Long Valley is also studded with midcentury ranches and bi-levels, as well as spacious properties that sprang up in the 1980s and later for executives at companies like AT&T and Warner-Lambert, said David Salmon, an agent with Keller Williams Towne Square Realty, in Basking Ridge, N.J. “The eight-room, four-bedroom, two-and-a-half-bathroom colonial became the most common home in the area,” he said.
Those who live in the area have access to parks, streams, fresh produce and cozy independent businesses. They get their nails done, their vision tested, their pumpkins picked and their hardware needs supplied locally. Even Long Valley Village, a strip mall on East Mill Road, is filled mainly with mom-and-pop ventures (as well as the Dunkin’, to which residents have appeared to come around).

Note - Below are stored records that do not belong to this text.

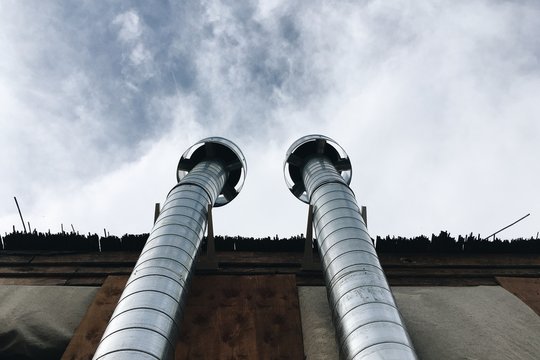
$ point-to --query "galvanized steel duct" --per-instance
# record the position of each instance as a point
(367, 321)
(146, 321)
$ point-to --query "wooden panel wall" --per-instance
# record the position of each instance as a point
(226, 317)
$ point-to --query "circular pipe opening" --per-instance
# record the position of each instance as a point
(307, 147)
(222, 150)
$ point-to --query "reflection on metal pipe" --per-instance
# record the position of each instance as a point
(368, 323)
(146, 321)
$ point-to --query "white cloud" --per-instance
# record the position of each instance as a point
(435, 102)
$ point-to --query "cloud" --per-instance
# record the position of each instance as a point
(435, 102)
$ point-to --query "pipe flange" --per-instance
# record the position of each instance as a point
(305, 148)
(218, 149)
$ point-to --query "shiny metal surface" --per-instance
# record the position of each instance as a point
(146, 321)
(367, 321)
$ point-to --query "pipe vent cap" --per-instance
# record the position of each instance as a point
(306, 148)
(222, 150)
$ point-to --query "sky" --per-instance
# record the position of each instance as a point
(437, 104)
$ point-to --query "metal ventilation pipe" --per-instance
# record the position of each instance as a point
(367, 321)
(146, 321)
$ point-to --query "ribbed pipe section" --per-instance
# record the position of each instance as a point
(146, 321)
(368, 323)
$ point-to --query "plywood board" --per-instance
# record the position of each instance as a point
(226, 317)
(84, 342)
(242, 317)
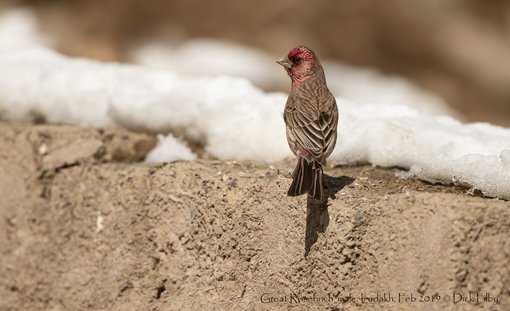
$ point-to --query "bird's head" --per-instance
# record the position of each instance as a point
(301, 63)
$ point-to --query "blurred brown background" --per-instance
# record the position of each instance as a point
(459, 49)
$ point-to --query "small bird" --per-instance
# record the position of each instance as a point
(311, 119)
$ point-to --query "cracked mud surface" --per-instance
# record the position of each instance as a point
(86, 226)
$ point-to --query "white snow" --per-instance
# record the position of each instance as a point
(235, 120)
(170, 149)
(208, 57)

But not all demands can be met in the immediate vicinity. The only clothing store in town is a thrift boutique called Racks, operated by the Long Valley Junior Women’s Club, with the proceeds donated to community organizations. Big-box retailers are 10 minutes away in Chester and 15 minutes away in Hackettstown. Residents drive 20 miles east to Morristown for the food and entertainment, or continue on to New York City.
What You’ll Pay
Long Valley is dominated by single-family houses. The median sale price in the 12 months preceding Feb. 19 was $456,000, a year-over-year increase of 5 percent, according to Trulia. The median monthly price of rentals in that period was $2,900.